I do offer one caution: there is a lot of data labeling work that is NOT pornographic. In the identity verification industry, data labelers review real and fake faces, real and fake documents, and the like to train AI models. Such work does not have the emotional stress that you get from watching certain videos.

But it’s still hard work.

“We Use AI” Marketing Goes Beyond the IDV Realm

I recently mentioned again how ALL the identity verification companies use the following two elements in their product marketing:

  • “We use AI.”
  • “Trust!”

If you read three marketing messages from three IDV vendors, I defy you to tell them apart. Admittedly my last comparison took place years ago, so I took a fresh look at the 2026 versions. Here are two:

“Industry-leading AI-driven Technology”

“We make it easy to safeguard your customers with AI-driven identity verification.”

Thankfully the companies are finally mentioning differentiators other than trust, but the magic letters AI still persist.

AI is everywhere and nowhere

But you can’t really blame the IDV vendors when everyone is injecting the two letter word in their messaging.

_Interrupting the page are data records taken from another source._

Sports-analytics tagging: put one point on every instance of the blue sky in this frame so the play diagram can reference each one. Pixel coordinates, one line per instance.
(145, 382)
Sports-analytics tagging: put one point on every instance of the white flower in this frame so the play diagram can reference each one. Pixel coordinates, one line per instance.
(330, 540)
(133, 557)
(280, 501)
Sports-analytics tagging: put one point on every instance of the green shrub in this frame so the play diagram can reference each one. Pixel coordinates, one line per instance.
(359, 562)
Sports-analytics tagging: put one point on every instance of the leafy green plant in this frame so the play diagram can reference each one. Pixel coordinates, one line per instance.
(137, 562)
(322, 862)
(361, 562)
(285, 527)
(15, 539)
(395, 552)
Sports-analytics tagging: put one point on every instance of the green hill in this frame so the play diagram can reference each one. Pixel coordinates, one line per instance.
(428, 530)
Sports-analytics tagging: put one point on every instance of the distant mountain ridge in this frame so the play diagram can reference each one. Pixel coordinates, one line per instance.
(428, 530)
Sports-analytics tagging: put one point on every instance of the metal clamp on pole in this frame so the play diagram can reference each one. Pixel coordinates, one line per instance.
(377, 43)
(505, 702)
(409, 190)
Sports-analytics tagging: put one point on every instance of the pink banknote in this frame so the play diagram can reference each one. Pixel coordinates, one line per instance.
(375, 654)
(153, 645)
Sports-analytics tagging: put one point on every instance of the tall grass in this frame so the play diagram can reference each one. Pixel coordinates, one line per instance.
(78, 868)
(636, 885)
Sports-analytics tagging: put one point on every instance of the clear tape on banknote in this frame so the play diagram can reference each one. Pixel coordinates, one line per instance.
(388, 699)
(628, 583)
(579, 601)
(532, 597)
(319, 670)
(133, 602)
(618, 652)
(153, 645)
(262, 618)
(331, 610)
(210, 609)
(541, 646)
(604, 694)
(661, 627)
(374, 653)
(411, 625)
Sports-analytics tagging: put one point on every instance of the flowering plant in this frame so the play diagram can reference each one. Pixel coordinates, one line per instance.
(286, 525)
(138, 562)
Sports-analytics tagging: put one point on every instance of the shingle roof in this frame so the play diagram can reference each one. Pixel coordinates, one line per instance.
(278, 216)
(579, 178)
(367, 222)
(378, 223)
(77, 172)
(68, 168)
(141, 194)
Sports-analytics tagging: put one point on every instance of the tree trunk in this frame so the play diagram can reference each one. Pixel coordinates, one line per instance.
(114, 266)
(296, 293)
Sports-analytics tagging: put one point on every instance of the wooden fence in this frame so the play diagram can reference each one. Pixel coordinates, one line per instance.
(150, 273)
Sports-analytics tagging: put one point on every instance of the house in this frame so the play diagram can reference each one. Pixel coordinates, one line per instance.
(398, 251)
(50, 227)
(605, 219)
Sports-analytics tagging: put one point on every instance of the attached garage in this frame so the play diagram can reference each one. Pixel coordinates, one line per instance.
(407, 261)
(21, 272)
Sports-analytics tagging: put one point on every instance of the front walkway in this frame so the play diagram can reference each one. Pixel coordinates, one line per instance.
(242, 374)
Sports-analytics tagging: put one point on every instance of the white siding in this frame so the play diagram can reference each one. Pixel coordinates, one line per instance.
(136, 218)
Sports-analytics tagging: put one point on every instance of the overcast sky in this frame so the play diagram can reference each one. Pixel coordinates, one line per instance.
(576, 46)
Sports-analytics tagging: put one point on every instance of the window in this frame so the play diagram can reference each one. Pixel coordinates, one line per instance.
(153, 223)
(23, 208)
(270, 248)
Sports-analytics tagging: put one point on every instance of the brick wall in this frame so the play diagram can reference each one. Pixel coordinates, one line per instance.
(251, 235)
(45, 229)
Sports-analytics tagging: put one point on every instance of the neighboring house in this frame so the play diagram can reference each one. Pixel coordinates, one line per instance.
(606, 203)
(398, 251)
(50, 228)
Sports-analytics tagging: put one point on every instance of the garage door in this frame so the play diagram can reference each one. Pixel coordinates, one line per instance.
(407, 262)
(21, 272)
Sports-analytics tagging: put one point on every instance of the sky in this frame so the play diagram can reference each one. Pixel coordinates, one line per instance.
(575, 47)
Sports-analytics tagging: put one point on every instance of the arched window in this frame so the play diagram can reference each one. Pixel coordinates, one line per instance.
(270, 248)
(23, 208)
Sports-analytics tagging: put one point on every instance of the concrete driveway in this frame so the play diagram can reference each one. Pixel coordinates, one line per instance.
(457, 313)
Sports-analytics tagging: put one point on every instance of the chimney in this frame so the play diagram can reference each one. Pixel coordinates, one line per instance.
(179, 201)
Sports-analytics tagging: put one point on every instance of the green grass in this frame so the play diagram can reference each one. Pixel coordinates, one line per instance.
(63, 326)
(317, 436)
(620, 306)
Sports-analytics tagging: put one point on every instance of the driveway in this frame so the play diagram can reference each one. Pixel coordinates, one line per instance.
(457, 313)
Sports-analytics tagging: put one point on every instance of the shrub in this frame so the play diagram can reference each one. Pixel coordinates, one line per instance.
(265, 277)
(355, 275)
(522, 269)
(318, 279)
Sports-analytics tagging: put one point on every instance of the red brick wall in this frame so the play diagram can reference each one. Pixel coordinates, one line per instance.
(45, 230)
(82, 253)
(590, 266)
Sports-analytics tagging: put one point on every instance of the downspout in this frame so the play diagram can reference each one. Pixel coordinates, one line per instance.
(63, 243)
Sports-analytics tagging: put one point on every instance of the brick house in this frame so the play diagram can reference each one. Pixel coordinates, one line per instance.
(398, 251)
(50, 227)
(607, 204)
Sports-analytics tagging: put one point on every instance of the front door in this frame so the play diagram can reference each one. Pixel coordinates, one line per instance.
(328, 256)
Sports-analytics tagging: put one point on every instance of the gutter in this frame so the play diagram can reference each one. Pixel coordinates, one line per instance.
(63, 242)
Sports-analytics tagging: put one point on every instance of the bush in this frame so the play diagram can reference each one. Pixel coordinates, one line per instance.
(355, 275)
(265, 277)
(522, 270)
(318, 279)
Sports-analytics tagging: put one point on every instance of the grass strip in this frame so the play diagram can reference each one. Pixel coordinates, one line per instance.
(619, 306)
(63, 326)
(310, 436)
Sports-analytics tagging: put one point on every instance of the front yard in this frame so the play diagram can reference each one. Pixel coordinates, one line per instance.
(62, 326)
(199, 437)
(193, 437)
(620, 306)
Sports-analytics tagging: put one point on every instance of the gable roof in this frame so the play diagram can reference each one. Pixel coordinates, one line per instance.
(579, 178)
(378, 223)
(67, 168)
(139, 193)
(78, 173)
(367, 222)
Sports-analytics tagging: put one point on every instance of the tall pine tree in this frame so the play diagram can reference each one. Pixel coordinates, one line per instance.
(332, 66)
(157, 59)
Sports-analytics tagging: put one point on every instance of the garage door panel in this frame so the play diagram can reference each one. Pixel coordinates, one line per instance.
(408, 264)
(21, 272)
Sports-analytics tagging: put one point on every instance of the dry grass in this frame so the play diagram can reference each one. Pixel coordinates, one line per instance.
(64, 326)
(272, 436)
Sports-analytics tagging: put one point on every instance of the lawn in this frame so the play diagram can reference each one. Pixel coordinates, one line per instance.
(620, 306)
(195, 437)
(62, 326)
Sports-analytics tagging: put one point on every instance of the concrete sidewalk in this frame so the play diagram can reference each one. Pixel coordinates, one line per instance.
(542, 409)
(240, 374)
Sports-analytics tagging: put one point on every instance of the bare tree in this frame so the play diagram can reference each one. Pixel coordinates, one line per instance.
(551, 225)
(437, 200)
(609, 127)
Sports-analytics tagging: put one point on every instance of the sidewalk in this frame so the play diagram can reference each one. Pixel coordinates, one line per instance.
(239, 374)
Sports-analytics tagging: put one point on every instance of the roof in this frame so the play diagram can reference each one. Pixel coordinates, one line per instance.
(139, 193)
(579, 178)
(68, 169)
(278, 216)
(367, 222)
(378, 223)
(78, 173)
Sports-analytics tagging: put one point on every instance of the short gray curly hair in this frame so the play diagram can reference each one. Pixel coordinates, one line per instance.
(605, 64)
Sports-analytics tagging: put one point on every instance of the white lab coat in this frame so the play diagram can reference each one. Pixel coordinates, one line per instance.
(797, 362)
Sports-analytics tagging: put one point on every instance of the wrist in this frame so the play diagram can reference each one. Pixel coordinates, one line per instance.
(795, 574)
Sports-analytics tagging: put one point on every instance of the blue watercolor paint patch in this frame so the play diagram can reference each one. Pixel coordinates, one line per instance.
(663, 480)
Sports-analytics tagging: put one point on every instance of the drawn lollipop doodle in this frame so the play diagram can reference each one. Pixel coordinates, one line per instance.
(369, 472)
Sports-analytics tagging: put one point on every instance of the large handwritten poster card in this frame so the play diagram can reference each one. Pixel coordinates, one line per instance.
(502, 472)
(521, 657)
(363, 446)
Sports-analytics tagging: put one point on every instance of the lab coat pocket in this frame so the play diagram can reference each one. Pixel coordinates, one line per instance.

20 years ago, anyone who talked about an AI-powered vacuum cleaner would have been relegated to the back of the hall and told to put on his Vulcan ears.

Now we have things like AI pens.

“Handwrite only the critical points. Let Flowtica AI summarize and visualize the rest-audio, photo and even your sketches – into insights. Stay focused in the flow”

And lest you think that such efforts are fringe, Open AI and Jony Ive are reportedly working on one.

But AI pens make as much sense as AI influencers. If you have AI, why do you need the influencers? And if you have AI, why have a pen?

But that won’t stop people from hawking AI pens, and pencils, and erasers, and 3 hole punches, and maybe even…paperclips.